A NOTORIOUS criminal who used to traffic drugs with "Britain's Pablo Escobar" has revealed the fatal mistake that ended his career. Stephen Mee was born into a large family in Northern Manchester in 1958 and began his life of crime in 1967 at just nine years old, burgling his own school and shoplifting from the local Tesco. Mee was one of nine children - although two of his siblings died at young ages - and his family struggled to make ends meet.

His mother suffered from Parkinson's and his father was an electrician. He was 11 years old when he started stealing cars, having pinched 13 by the start of his teeenage years.

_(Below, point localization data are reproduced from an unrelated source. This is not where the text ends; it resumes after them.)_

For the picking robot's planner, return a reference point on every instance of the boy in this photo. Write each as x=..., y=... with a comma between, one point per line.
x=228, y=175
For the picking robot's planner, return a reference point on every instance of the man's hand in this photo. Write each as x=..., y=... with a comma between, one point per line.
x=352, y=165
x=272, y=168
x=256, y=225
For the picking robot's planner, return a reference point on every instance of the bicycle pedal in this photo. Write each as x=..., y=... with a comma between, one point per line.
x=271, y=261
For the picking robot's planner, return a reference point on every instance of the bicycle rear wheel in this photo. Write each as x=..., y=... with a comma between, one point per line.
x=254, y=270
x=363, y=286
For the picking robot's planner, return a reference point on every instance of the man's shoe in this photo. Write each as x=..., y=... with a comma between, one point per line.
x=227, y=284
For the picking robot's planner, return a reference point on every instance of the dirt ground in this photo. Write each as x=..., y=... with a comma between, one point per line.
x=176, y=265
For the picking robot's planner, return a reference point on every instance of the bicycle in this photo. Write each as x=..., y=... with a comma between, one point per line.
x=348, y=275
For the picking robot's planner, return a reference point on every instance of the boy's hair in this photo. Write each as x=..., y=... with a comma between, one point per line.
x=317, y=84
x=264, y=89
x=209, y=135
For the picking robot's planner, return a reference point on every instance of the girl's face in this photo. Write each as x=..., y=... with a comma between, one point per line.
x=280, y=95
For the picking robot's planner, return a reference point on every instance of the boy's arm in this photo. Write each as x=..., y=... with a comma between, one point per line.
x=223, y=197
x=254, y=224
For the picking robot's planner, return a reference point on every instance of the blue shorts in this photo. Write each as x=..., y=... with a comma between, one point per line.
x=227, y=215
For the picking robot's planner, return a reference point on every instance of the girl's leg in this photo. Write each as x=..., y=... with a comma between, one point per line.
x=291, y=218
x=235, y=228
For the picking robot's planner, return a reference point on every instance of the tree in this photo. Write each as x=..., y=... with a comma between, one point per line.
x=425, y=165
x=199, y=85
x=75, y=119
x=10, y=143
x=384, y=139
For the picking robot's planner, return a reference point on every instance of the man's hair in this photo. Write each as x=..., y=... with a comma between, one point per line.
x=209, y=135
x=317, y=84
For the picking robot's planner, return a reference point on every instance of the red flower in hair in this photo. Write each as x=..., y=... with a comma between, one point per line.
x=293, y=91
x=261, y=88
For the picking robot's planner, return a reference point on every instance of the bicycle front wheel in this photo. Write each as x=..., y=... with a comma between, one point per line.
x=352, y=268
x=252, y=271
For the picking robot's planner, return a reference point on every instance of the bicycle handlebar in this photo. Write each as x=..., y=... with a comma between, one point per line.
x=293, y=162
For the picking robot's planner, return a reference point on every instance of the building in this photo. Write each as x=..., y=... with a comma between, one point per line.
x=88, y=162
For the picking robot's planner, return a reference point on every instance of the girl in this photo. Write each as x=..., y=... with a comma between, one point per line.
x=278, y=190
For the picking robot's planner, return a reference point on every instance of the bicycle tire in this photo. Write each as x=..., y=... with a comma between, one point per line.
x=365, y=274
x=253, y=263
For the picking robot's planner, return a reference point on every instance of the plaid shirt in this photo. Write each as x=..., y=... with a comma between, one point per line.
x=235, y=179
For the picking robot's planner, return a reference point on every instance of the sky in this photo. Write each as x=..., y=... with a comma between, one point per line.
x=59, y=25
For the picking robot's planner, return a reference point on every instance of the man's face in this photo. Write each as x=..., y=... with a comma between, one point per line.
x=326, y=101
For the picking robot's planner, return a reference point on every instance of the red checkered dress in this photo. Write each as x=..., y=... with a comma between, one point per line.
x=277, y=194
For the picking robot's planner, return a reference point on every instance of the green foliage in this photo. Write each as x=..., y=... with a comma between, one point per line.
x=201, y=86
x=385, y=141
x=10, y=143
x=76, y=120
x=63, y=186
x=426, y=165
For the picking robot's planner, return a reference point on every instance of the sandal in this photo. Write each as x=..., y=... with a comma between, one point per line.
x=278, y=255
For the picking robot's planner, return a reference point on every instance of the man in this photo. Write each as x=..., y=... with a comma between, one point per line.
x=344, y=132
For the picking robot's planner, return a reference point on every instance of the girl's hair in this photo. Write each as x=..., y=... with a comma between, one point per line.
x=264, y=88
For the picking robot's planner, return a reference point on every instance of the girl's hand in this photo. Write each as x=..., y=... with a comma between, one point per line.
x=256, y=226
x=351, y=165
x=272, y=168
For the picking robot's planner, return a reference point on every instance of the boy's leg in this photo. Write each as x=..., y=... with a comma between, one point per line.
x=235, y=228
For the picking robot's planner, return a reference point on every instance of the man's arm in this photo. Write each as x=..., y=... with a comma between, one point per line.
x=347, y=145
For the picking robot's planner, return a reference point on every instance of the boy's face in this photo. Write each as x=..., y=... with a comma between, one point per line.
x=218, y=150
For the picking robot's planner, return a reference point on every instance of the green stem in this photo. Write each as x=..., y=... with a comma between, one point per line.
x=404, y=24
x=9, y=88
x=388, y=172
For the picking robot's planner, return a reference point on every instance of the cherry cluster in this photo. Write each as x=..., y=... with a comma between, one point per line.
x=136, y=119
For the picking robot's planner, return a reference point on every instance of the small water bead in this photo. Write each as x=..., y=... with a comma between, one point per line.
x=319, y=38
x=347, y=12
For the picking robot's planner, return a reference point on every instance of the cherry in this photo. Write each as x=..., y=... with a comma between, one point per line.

Mee was caught asleep in a vehicle he had stolen, and at age 13 was in Foston Hall young offenders institution in Derbyshire .

He would go on to run a "legit" bicycle shop for a few years in his early 20s, but then got together with some friends as part of a plan to buy cannabis in bulk from Amsterdam. While the Dutch coffee shops would turn them away, eventually they secured a kilo of the drug from a Hell's Angels chapter, and within months they were trafficking hundreds of kilos per trip. He would smuggle cannabis from Holland into the UK via trains and boats, before expanding to cocaine .

Mee's first task was carrying a suitcase packed full of 24kg of cocaine to Ecuador , dressing like a businessman to seem inconspicuous and slathering the drugs in mustard and piccalilli to mask the smell. But in the early 1990s, undercover cops caught him smuggling cannabi.